Maduro alerta para risco de intervenção militar na Venezuela

Em entrevista transmitida para para 138 representações diplomáticas da Venezuela pelo mundo, presidente acusa EUA de enviarem avião espião para seu espaço aéreo

Roberta Pennafort, O Estado de S. Paulo

17 Maio 2016 | 16h20

RIO - Em entrevista à imprensa internacional em Caracas, o presidente da Venezuela, Nicolás Maduro, fez um alerta à população de seu país quanto ao risco de uma intervenção militar orquestrada pelos Estados Unidos. Ele afirmou que setores da direita tramam um "golpe de estado contrarrevolucionário", com apoio dos EUA e da Europa. O líder bolivariano disse ainda que uma aeronave espiã mandada pelos EUA foi expulsa do espaço aéreo venezuelano na última sexta-feira, 13.

"O povo não está órfão, vamos batalhar. É o desespero de um monstro, um gigante, que acha que temos que nos render. Nunca me deixarei chantagear. Vamos fazer história novamente. A força revolucionária de Bolívar e Chávez não se entrega jamais. Acham que vão dominar a América Latina, como fizeram com o Brasil.
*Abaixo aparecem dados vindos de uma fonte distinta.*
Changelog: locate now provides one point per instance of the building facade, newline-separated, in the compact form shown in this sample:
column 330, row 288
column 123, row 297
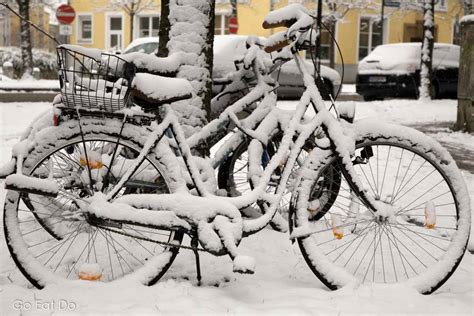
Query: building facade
column 10, row 27
column 358, row 27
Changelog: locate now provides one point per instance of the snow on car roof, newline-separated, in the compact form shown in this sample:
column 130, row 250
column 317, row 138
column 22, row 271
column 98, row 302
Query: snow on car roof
column 142, row 40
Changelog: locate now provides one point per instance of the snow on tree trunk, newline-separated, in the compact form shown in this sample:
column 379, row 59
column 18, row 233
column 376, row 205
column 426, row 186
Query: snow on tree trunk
column 192, row 32
column 26, row 54
column 427, row 51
Queremos paz", afirmou Maduro.

Ele mostrou manchetes críticas a seu governo em jornais dos EUA e da Espanha para corroborar sua tese, e voltou a desconsiderar a possibilidade de que seu mandato seja revogado mediante referendo. "O povo diz 'não' ao referendo anti-pátria." 
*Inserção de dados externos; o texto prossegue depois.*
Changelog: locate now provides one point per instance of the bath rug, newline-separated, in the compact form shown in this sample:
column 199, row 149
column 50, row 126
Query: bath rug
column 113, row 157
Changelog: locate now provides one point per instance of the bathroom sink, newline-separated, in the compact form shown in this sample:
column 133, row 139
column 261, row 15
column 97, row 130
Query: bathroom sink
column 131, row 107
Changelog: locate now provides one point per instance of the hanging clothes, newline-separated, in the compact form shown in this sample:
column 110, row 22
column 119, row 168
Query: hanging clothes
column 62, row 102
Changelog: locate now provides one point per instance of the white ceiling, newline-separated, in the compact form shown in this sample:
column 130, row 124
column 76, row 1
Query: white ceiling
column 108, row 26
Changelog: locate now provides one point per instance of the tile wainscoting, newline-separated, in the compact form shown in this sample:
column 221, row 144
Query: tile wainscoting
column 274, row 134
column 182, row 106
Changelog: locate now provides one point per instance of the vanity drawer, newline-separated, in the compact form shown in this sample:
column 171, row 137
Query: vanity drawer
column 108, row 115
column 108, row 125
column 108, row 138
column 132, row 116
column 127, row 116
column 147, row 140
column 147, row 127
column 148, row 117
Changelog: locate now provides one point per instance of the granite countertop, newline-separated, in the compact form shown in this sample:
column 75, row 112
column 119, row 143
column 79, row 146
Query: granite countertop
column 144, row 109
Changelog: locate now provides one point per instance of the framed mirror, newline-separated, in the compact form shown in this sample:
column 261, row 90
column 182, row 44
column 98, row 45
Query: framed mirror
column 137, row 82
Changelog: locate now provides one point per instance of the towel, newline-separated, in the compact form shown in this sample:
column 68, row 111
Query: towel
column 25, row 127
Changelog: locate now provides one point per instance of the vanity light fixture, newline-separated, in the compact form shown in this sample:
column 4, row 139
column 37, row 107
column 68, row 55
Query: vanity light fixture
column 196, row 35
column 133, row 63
Maduro qualificou o momento de "uma agressão de caráter diplomático que rompe com os parâmetros que conhecemos nesses 17 anos da revolução bolivariana", e disse que se trata da ameaça "mais grave" da última década. 
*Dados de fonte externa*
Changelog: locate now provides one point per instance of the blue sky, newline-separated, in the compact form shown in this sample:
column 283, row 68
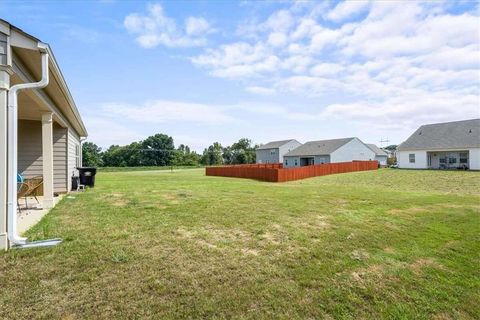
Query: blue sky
column 219, row 71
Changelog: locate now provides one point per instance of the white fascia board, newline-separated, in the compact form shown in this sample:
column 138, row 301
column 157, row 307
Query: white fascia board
column 21, row 71
column 66, row 92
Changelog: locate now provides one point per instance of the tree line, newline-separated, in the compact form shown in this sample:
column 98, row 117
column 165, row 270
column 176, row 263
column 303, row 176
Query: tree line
column 160, row 150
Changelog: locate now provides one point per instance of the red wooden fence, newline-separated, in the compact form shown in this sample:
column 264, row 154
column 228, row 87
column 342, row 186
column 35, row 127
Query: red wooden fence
column 276, row 173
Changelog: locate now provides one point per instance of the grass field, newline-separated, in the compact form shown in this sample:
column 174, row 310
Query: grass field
column 379, row 244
"Essa campanha, essa situação de violência generalizada precede a busca de justificativas para uma intervenção geral no nosso país." O presidente venezuelano disse que protegerá o povo e as conquistas sociais que o beneficiam.

A entrevista começou às 13h22 e está sendo transmitida pela rede de TV Telesur para 138 representações diplomáticas da Venezuela pelo mundo. Maduro falou ininterruptamente por 1 hora e 6 minutos e depois começou a responder perguntas de jornalistas que estão em Caracas.